Course title: Microhistory today

Instructor: István Szijártó

Time: every second Wednesday 15.00 CET

Location: -- (on-line course held on zoom.us)

 

Course homepage: www.szijarto.elte.hu/Online2022a.htm

 

Maximum number of students admitted: 8, of which 2 places are reserved for PhD students of Eötvös University, Budapest. Those interested please send an e-mail to szijarto@elte.hu. The application deadline is 8 February 2022. PhD students are given priority. The attendance of this course is free of charge.

 

Educational objectives:

The course is intended as a follow-up to an earlier introductory course into microhistory in English for an international group of students.

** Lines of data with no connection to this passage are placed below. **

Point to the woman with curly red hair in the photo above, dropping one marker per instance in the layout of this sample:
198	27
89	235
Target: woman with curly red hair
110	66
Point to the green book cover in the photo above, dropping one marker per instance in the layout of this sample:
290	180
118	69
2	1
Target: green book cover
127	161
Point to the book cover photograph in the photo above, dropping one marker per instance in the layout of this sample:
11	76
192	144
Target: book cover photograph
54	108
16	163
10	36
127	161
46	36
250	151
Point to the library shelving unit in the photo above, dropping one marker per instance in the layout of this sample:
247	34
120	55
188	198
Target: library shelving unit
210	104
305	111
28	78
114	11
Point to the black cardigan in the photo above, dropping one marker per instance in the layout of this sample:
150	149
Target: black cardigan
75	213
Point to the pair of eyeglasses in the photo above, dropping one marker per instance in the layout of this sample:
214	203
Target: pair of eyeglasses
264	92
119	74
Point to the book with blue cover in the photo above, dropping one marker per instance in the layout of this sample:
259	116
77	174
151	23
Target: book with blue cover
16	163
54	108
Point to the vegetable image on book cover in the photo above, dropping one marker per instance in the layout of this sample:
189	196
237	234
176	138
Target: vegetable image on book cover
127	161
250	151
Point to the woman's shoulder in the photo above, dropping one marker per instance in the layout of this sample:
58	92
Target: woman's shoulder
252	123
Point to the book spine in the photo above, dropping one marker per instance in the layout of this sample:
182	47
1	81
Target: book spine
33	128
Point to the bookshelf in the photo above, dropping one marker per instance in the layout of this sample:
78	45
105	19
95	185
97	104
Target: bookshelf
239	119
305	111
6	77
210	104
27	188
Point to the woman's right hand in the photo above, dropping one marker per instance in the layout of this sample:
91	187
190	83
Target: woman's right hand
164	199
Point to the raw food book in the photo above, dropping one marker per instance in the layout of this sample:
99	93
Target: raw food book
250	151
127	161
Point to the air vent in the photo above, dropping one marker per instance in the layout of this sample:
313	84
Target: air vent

While designed for Hungarian PhD students as a usual PhD course following the rules and customs valid in Hungary (14 study weeks, 180-minute seminars once in a fortnight, 10 ECTS credits), it is open for other students, too. The language of tuition is English, and classes are held online. In the classes, most recently published works of microhistory will be discussed. Authors of four of the five books to be discussed have accepted my invitation to participate at the seminar when we discuss their books.

 

Course content:

1. 9 February 2022: Microhistory of everyday religion I: Reformation in London

2. 9 March 2022: Microhistory of everyday religion II: Puritans in America

3. 23 March 2022: The microhistory of opium trade

4. 6 April 2022: The microhistory of a house in Paris

5. 11 May 2022: A conflict in thirteenth-century England over church property and ecclesiastical patronage

 

Course requirements:

As a minimum, two thirds of the classes are to be attended. Students should read the books or articles prescribed. For missed classes, readings should be made up to by 13 May 2022 the latest.

 

Prescribed reading:

1. Gary G Gibbs: Five Parishes in Late Medieval and Tudor London: Communities and Reforms. Routledge: London – New York, 2019.

 

2. Margaret Murányi Manchester: Puritan Family and Community in the English Atlantic World: Being “Much Afflicted with Conscience.” Routledge: London – New York, 2019.

 

3. Omri Paz: Who Killed Panayot? Reforming Ottoman Legal Culture in the 19th Century. Routledge: London – New York, 2021.

 

4. Fabrice Langrognet: Neighbours of Passage: A Microhistory of Migrants in a Paris Tenement, 1882–1932. Routledge: London – New York, 2022 (forthcoming).

 

5. Andrew Miller: Patronage, Power, and Masculinity in Medieval England: A Microhistory of a Bishop's and Knight's Violent Contest over the Church of Thame. Routledge: London – New York, 2022 (forthcoming).